My uniform code specifies no hair styling or makeup or jewelry except my collar, smart watch, and wedding ring; no tattoos, piercings, hair cutting or coloring. It occurs to me very rarely to ask to shake it up; fashion has never been my thing, especially over convenience.
There’s one dress that’s not my uniform that’s stuck around; Mistress has me wear it to the occasional holiday party or on her birthday. This past year on my own birthday, I asked to wear a sweater I’d received for the recently passed Christmas before donating it; she said yes. (The sweater was from her mother.)
Oddly inspired, I recently asked to put my hair in two braids mostly to functionally keep it out of the way and off my neck in the three digit heat when we went out to play tennis; she said yes. It felt like a strangely big thing to ask for without a real occasion. My uniform hairstyle was a twisted ponytail for about a year until we found out it was causing headaches; it’s been about a year of leaving it down since. The only time I’d asked for a hairstyle modification previously was that birthday with the sweater.
When it does occur to me to ask, I rarely do. It’s the one percent when I ask of the one percent when I think of it. It feels… loaded. I feel like I need a justification, or something that waters it down, like a brief timeframe. I think of the circumstances and if I’m ahead on chores and what mood she’s in and if she’s busy and what other things I’ve asked permission for recently; I probably ask or gain permission for dozens of things a day, most of them being granted permission to leave her presence or shift from my kneeling position on the floor. Little things. But the may I… comes up so often that I don’t want to add to the count unnecessarily.
Usually, at dinner time, when I’ve just put the food on the table, I send her a message; she has an alarm set for ten minutes before our set time, six, so she knows to wrap up what she’s doing. My message is a final notification. And then she’ll come downstairs and either tell me I may sit at the table, or tell me first to get her more coffee, more water, something from the kitchen.
Once, she came downstairs and mistakenly thought I had asked for permission to sit before she simply granted it without the question. Usually her first words at the bottom of the stairs or edge of the dining room were, “You may sit,” before I say anything. This time, though, she thought I had asked first and seemed a little bewildered. I had to laugh, a little, because she had previously teased me for not sitting at the table before she got downstairs, leaving me technically alone, thus able to sit on the furniture at will. Later, I reflected to her that it felt rather like rules lawyering to sit at the table when I was alone but knew she’d be down in a minute at my notification, the thing in the back of my mind that kept me from doing so.

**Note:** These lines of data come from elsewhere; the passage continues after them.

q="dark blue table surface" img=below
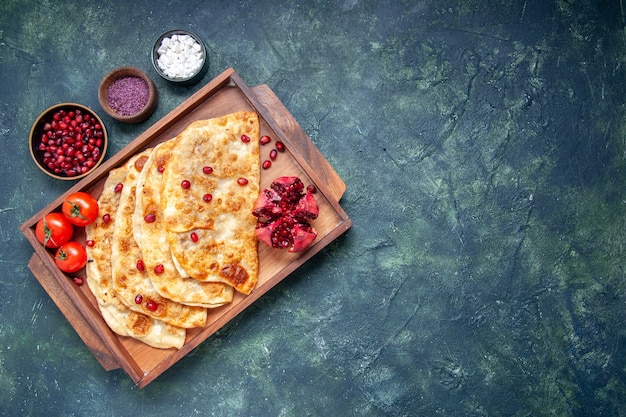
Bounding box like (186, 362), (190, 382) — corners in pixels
(0, 0), (626, 416)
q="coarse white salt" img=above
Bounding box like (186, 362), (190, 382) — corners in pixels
(157, 34), (204, 79)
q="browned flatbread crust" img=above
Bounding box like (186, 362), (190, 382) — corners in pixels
(161, 112), (260, 294)
(133, 139), (233, 308)
(85, 166), (186, 349)
(111, 149), (207, 328)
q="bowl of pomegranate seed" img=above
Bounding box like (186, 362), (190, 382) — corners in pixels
(98, 67), (159, 123)
(29, 103), (108, 180)
(152, 29), (208, 85)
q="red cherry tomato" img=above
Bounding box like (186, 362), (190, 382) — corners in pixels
(54, 241), (87, 273)
(35, 213), (74, 248)
(62, 191), (99, 226)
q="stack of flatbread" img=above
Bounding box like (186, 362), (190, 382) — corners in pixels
(86, 112), (260, 348)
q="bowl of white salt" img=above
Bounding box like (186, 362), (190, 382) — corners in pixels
(151, 29), (208, 85)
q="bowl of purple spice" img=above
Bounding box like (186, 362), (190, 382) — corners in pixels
(98, 67), (159, 123)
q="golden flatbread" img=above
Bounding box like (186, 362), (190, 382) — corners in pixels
(133, 139), (233, 308)
(85, 162), (186, 349)
(161, 112), (260, 294)
(111, 149), (207, 328)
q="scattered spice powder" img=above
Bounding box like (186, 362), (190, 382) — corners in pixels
(107, 76), (150, 116)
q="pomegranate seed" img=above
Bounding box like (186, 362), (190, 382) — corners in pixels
(33, 106), (104, 177)
(137, 259), (146, 272)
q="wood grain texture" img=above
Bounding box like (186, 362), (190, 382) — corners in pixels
(21, 69), (352, 388)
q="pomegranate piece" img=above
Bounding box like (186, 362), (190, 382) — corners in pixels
(252, 177), (319, 252)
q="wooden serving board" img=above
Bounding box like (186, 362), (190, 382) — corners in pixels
(21, 68), (352, 388)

I brought this up to her along with an idea. What if I didn’t ask to sit on the furniture? What if I only did so if she granted the permission unprompted? As an offer of permission, it’s generous; as a question, it’s loaded. I explained how much goes on in my head when I ask permission for things and expressed that this seemed like a simple permission to experiment with, because I so rarely have to actually ask, and it’s an easy thing for her to notice I might want. Once I cleared up one misunderstanding and she heard my explanation, she agreed to give it a shot, noting only the promise of punishment if I complained about an opportunity where she didn’t offer the permission.
It’s been going well so far, and largely unnoted. I’ve enjoyed it. I think I sit on the furniture a little less, which is fine by me. Headspace reinforcing.
We shortly thereafter added a position to our repertoire that I wait behind my chair in, after sending that final message: legs together, hands clasped at the small of my back, back straight, head and eyes down.
One friend, visiting and then running a brief errand and returning, came back and found us with Mistress on the couch, and me kneeling in front of her on the floor in my standard position, knees apart, hands again clasped at the small of my back. He asked if he was interrupting. “No, no, just having a conversation,” she told him. He still seemed to be backing away.
“Not a conversation,” I told him, seeing what he was eyeing; “but like, chatting. This is just how we talk.”
Realization or remembering dawned and we proceeded.
Yes, I guess it can look a little formal, but I often forget what it looks like to a third party. To us, it’s natural. It probably does look like we’re having a conversation visually even if we’re audibly discussing the weather or what’s for brunch. It was barely in my head until it was noticed during that conversation, less notable than the unleashing position I’d assumed early that morning to get out of bed, or the inspection position I’d assumed after my shower, and those weren’t much conscious, either. It was just, I was wiping down the coffee station, Mistress was sitting on the couch, she said, “When you’re done wiping that down, come kneel over here,” and I said, “Yes, Mistress,” and did.
But the formality difference might have been somewhere in my head when I hesitated to ask to sit on the furniture, and it feels better to wait for the offer, or not do so at all—to be more at her true whim. That’s a great feeling.